In Riverman: An American Odyssey, his first book, McGrath traces the eccentric (to say the least) trajectory of a master canoeist who disappeared more than a decade ago and hasn't been seen or heard from since. 

There’s a Wikipedia page for James B. Conant but none for Richard Conant.

He is presumably dead, though McGrath does his best to bring him back to life in Riverman, which is an expansion and an elaboration of his article about Conant that was published in The New Yorker and that attracted widespread attention. 

Conant didn’t invent the word riverman, but his book will likely popularize it.

Is it an improvement on his article in The New Yorker? That's the big question. Not everyone will answer it in exactly the same way. Canoeists, rafters, and wanderers—(think of Cheryl Strayed, the author of  the bestseller, Wild: From Lost to Found on the Pacific Crest Trail)—will probably think the book is richer and deeper than the article. Those who like to stay at home and experience adventures vicariously will probably agree.

Still, Riverman feels padded too often. Tributaries take the reader away from the main current. The narrative slows down and loses its rhythm and drive. 
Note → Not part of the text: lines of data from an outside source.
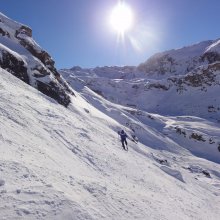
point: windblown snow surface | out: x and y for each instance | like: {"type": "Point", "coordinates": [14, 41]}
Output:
{"type": "Point", "coordinates": [68, 163]}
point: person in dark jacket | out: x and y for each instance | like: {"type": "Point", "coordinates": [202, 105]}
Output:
{"type": "Point", "coordinates": [123, 136]}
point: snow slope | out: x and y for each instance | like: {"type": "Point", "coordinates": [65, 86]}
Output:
{"type": "Point", "coordinates": [168, 83]}
{"type": "Point", "coordinates": [67, 163]}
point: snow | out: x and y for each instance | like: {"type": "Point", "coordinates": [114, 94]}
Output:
{"type": "Point", "coordinates": [215, 47]}
{"type": "Point", "coordinates": [59, 163]}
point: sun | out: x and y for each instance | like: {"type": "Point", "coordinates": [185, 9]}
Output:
{"type": "Point", "coordinates": [121, 18]}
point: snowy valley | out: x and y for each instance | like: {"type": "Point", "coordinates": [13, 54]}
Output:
{"type": "Point", "coordinates": [66, 161]}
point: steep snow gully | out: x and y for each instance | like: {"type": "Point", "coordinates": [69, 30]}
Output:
{"type": "Point", "coordinates": [67, 163]}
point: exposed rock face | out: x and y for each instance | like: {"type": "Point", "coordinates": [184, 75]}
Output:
{"type": "Point", "coordinates": [15, 66]}
{"type": "Point", "coordinates": [25, 59]}
{"type": "Point", "coordinates": [185, 81]}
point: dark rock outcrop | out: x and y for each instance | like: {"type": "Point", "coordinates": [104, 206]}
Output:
{"type": "Point", "coordinates": [36, 67]}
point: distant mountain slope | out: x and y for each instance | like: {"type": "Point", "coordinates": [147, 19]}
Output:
{"type": "Point", "coordinates": [24, 58]}
{"type": "Point", "coordinates": [185, 81]}
{"type": "Point", "coordinates": [68, 163]}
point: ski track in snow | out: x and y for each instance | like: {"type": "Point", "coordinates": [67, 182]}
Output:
{"type": "Point", "coordinates": [58, 163]}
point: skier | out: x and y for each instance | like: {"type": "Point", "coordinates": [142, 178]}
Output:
{"type": "Point", "coordinates": [123, 136]}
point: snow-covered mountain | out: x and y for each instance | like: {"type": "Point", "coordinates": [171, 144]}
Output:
{"type": "Point", "coordinates": [68, 163]}
{"type": "Point", "coordinates": [24, 58]}
{"type": "Point", "coordinates": [177, 82]}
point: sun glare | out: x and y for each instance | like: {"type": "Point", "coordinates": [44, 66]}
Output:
{"type": "Point", "coordinates": [121, 18]}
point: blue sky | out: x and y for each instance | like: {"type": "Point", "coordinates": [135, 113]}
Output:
{"type": "Point", "coordinates": [77, 32]}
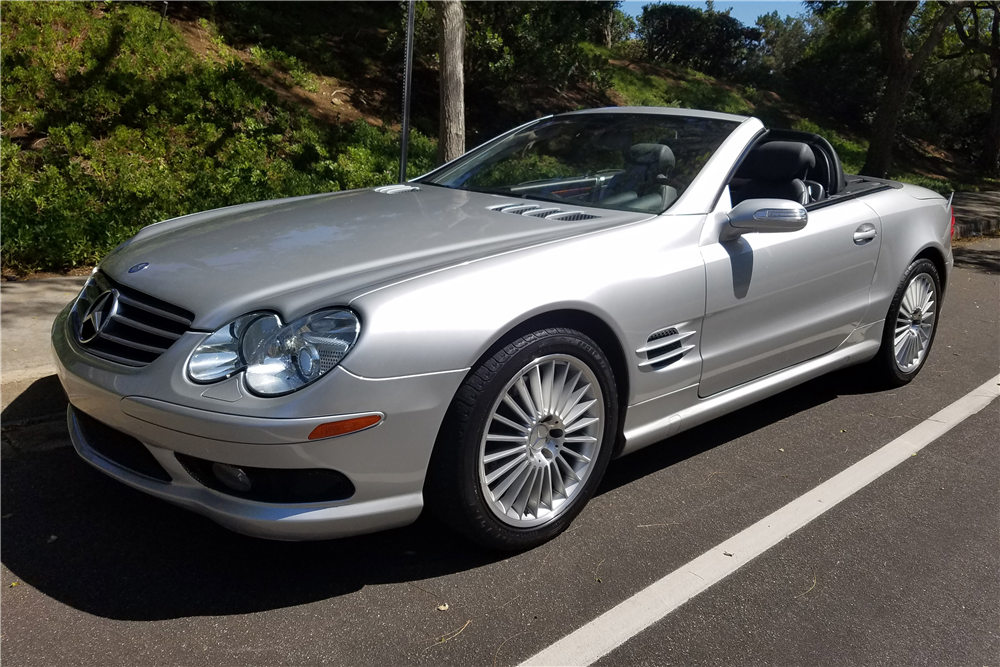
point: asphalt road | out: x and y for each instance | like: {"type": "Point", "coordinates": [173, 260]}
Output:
{"type": "Point", "coordinates": [905, 572]}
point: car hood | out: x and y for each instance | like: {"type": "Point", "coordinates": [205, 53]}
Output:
{"type": "Point", "coordinates": [292, 256]}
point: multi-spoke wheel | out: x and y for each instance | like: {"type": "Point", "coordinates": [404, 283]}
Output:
{"type": "Point", "coordinates": [526, 441]}
{"type": "Point", "coordinates": [910, 324]}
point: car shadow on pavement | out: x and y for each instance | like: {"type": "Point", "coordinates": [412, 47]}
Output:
{"type": "Point", "coordinates": [94, 544]}
{"type": "Point", "coordinates": [977, 259]}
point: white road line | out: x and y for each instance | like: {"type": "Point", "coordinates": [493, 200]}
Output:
{"type": "Point", "coordinates": [618, 625]}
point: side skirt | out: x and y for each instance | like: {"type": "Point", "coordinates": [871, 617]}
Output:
{"type": "Point", "coordinates": [651, 421]}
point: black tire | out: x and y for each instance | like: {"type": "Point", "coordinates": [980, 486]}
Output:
{"type": "Point", "coordinates": [457, 475]}
{"type": "Point", "coordinates": [886, 368]}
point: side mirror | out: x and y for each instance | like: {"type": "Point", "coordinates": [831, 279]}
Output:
{"type": "Point", "coordinates": [764, 216]}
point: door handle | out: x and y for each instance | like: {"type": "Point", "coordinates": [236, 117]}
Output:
{"type": "Point", "coordinates": [865, 233]}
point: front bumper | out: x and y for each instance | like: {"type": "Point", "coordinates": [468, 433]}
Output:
{"type": "Point", "coordinates": [386, 464]}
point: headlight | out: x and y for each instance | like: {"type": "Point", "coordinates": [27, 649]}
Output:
{"type": "Point", "coordinates": [277, 359]}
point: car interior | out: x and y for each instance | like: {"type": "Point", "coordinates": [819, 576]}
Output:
{"type": "Point", "coordinates": [644, 185]}
{"type": "Point", "coordinates": [797, 166]}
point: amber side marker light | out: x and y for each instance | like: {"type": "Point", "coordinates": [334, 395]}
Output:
{"type": "Point", "coordinates": [344, 426]}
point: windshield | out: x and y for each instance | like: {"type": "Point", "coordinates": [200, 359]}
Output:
{"type": "Point", "coordinates": [631, 162]}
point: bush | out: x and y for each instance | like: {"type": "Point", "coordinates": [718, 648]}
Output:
{"type": "Point", "coordinates": [111, 124]}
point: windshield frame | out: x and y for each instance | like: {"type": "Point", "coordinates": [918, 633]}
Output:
{"type": "Point", "coordinates": [726, 125]}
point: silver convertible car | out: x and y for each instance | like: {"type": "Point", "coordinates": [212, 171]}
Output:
{"type": "Point", "coordinates": [484, 339]}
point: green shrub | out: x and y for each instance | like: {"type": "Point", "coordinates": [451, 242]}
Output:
{"type": "Point", "coordinates": [111, 124]}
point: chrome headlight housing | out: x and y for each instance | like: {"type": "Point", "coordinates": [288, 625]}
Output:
{"type": "Point", "coordinates": [277, 359]}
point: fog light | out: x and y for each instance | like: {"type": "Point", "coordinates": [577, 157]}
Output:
{"type": "Point", "coordinates": [232, 477]}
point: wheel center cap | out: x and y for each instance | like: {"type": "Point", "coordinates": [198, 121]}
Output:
{"type": "Point", "coordinates": [538, 437]}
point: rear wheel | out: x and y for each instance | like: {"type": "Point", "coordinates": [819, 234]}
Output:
{"type": "Point", "coordinates": [910, 325]}
{"type": "Point", "coordinates": [526, 441]}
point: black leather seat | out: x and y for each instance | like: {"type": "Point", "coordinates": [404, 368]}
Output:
{"type": "Point", "coordinates": [776, 170]}
{"type": "Point", "coordinates": [642, 187]}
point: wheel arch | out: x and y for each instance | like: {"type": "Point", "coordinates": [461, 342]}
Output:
{"type": "Point", "coordinates": [586, 323]}
{"type": "Point", "coordinates": [936, 257]}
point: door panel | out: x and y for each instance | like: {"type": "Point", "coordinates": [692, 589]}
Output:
{"type": "Point", "coordinates": [775, 300]}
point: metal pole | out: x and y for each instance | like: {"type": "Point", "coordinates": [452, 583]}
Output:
{"type": "Point", "coordinates": [408, 67]}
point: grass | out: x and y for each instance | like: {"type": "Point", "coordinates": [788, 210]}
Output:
{"type": "Point", "coordinates": [110, 123]}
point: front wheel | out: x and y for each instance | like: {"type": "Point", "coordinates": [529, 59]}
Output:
{"type": "Point", "coordinates": [526, 441]}
{"type": "Point", "coordinates": [910, 325]}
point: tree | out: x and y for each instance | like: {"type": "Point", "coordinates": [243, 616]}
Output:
{"type": "Point", "coordinates": [892, 23]}
{"type": "Point", "coordinates": [976, 42]}
{"type": "Point", "coordinates": [451, 21]}
{"type": "Point", "coordinates": [709, 41]}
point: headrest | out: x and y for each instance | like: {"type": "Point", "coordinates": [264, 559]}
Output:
{"type": "Point", "coordinates": [778, 161]}
{"type": "Point", "coordinates": [612, 141]}
{"type": "Point", "coordinates": [657, 155]}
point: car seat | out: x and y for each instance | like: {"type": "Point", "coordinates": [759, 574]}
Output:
{"type": "Point", "coordinates": [642, 186]}
{"type": "Point", "coordinates": [776, 170]}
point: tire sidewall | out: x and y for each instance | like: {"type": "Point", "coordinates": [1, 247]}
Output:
{"type": "Point", "coordinates": [487, 528]}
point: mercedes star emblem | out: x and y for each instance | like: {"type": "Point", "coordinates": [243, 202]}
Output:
{"type": "Point", "coordinates": [98, 315]}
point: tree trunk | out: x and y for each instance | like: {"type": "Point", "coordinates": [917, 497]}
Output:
{"type": "Point", "coordinates": [892, 21]}
{"type": "Point", "coordinates": [989, 159]}
{"type": "Point", "coordinates": [451, 23]}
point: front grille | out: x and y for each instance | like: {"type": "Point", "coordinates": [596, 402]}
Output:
{"type": "Point", "coordinates": [129, 328]}
{"type": "Point", "coordinates": [118, 448]}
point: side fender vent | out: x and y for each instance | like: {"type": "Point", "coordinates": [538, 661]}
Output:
{"type": "Point", "coordinates": [663, 348]}
{"type": "Point", "coordinates": [399, 188]}
{"type": "Point", "coordinates": [536, 211]}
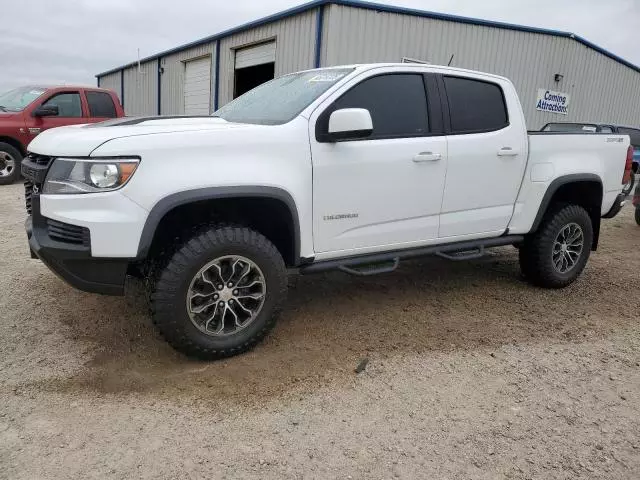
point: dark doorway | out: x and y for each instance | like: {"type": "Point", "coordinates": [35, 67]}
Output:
{"type": "Point", "coordinates": [250, 77]}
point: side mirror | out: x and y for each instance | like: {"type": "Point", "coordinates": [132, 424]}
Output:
{"type": "Point", "coordinates": [46, 111]}
{"type": "Point", "coordinates": [349, 124]}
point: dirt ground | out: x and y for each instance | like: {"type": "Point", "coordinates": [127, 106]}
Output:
{"type": "Point", "coordinates": [472, 374]}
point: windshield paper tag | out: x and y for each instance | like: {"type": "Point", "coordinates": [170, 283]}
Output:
{"type": "Point", "coordinates": [326, 77]}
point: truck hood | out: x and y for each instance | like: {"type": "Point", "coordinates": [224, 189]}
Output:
{"type": "Point", "coordinates": [81, 140]}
Still, McGrath is right on target when he says that Conant, is “a man who craves friendship, and can’t seem to sustain it.” In that sense he’s a kind of Everyman.

In the epilogue to the book, McGrath says that he aimed to make Conant a hero, though he could also be seen as an anti-hero. McGrath also tries to make Conant into a figure much larger than life. 

The subtitle of the book, An American Odyssey, invites comparisons with Homer's epic. Also, McGrath writes that Conant had "Falstaffian appetites." 

The author suggests that readers compare his modern day riverman to Huck Finn, who navigated the Mississippi, and also to Lewis and Clark who explored much of the West on foot and by canoe, sometimes led by an Indian woman named Sacagawea. 

"The American river canon can be understood as a play in three acts," McGrath writes. "It begins with Lewis and Clark." Those two men were indeed intrepid explorers and pioneers. 

Still, McGrath seems to forget that "canoe" is a Native American word, that Indians built beautiful, seaworthy vessels and traveled with them long before the arrival of Merriwether Lewis and William Clark, who went mad during his trek to the Pacific and back, and took his own life. 

As McGrath knows, there's something dark and fatalistic about men—it’s men who dominate the genre—who want and do leave the middle class and middle of the road American life and venture into the unknown, risking their own safety and their own lives. 

Christopher McCandless was one of them. Jon Krauker tells his harrowing story in a nonfiction narrative titled Into the Wild, a play on Jack London's novel, The Call of the Wild. Krauker’s book was made into a movie with Sean Penn. 

Like London, McCandless, and many others, Conant heard the call, abandoned his old life and traveled thousands of miles by canoe, coming up from rivers for supplies and to rub shoulders with his fellow human beings, most of whom seem to have liked him despite his "paranoia," as McGrath labels it. 

In the canoe canon there's also Deliverance, James Dickey's harrowing Southern Gothic novel that was made into a nail-biting movie. 

Riverman would make an entertaining movie in which the reporter, Ben McGrath, gathers clues and evidence about Conan and his disappearance, and interviews witnesses in order to solve the mysteries. 

"Playing the detective," as he calls it, McGrath describes where his hero—or anti-hero—goes and what he does, in the manner of a cop or a private investigator. 

A feature film, rather than a documentary, would create more drama and tension than McGrath generates. The movie would end with the reporter taking on the identity of the riverman. That’s what often happens with biographers, as Freud pointed out.

McGrath doesn't spell out all the details, but he writes that "Like Conant, so often would, I departed town at first light, having hardly dozed." 

Some of the author's diversions are intriguing, as when he calls water "not merely a conveyance, but an equalizer." 

Is there a unifying theme here? Probably so, though McGrath isn't writing a thesis and doesn't hammer away at his ideas. If there is a theme, it's probably what McGrath calls "escapism." But whether Conant was or wasn't an escapist isn't clear. 

He might have been running from something or running toward something.  

Avoidance might have been his way of operating in the world, but like Henry David Thoreau, the author of Walden and a versatile "riverman" he might want to confront the very essence of existence itself. 

Thoreau's A Week on the Concord and Merrimack Rivers is a masterpiece about two New England waterways.

If you read Riverman, don't expect all the loose ends to be tied up neatly. Quite the contrary, the mysteries continue. You might as well enjoy them when you can.